Core Concepts
MRC-Net proposes a novel approach to estimate the 6-DoF pose of objects using a sequential pipeline with multi-scale residual correlation, outperforming existing methods on challenging datasets.
Abstract
MRC-Net introduces a two-stage deep learning pipeline for pose estimation from RGB images. The method involves classification and regression stages, connected by a multi-scale residual correlation layer. Soft probabilistic labels are used to define pose classes, reducing ambiguity in classification for symmetric objects. The network is end-to-end trainable and achieves state-of-the-art accuracy on various benchmark datasets. Experiments show that the sequential approach significantly boosts performance compared to parallel methods. The multi-scale residual correlation captures correspondences between input and rendered images at different scales, improving discriminative features for pose estimation. Perspective correction enhances accuracy, while test-time augmentation further improves performance.
Stats
We propose a single-shot approach to determining 6-DoF pose of an object with available 3D CAD model from a single RGB image.
Our method demonstrates state-of-the-art accuracy on four challenging BOP benchmark datasets:
T-LESS, LM-O, YCB-V, and ITODD.
The overall network, dubbed MRC-Net is shown in Figure 1.
We validate our hypothesis in experiments, showing that the simple concept of sequential pose estimation with the MRC layer produces a major boost in performance and outperforms state-of-the-art techniques on the BOP Challenge datasets without the need for pre-initialization, iterative refinement, and post-processing.
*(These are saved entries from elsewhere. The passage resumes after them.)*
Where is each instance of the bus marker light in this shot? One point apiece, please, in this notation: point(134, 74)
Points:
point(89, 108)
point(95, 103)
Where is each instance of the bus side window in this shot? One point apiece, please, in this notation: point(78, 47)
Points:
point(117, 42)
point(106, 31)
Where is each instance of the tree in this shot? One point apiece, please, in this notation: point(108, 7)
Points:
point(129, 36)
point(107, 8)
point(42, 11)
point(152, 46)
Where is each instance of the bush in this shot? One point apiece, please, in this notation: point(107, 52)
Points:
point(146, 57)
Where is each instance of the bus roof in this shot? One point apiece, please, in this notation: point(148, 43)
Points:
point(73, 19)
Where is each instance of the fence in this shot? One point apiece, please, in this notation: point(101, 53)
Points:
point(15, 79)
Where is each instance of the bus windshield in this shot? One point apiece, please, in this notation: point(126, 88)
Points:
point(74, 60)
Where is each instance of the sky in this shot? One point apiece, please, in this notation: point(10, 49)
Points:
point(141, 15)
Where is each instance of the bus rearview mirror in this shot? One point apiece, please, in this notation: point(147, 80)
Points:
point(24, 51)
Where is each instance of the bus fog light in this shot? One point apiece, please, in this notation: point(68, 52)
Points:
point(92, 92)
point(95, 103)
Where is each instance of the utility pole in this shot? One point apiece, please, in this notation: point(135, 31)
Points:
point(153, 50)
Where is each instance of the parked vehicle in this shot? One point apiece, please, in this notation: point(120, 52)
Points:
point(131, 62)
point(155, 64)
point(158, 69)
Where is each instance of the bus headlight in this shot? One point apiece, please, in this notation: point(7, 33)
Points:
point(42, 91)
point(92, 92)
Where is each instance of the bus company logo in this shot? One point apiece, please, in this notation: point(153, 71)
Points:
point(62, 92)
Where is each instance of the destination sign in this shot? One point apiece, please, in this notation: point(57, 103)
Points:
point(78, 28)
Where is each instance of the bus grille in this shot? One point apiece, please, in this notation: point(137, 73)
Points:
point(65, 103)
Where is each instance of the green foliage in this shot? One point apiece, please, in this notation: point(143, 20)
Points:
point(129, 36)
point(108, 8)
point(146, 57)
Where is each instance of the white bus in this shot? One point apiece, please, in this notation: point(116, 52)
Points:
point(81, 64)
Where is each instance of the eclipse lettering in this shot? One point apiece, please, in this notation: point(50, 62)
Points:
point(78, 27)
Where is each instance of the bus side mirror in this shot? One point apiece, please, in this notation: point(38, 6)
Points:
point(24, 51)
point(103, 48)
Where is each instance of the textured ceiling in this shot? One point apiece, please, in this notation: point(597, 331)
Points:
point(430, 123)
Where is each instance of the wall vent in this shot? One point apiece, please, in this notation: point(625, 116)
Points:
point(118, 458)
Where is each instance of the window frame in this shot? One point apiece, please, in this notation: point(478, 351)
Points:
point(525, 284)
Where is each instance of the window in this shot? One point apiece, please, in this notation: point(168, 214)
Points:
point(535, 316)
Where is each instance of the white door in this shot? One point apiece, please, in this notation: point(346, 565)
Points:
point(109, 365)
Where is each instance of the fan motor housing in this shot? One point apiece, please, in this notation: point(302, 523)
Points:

To summarize, the main contributions of this work are:
• MRC-Net employs a Siamese network with shared weights between both stages to learn embeddings for input and rendered images.
• A novel MRC layer implicitly captures correspondences between input and rendered images at both global and local scales.
• State-of-the-art accuracy on a variety of BOP benchmark datasets, advancing average recall by 2.4% on average compared to results reported by competing methods.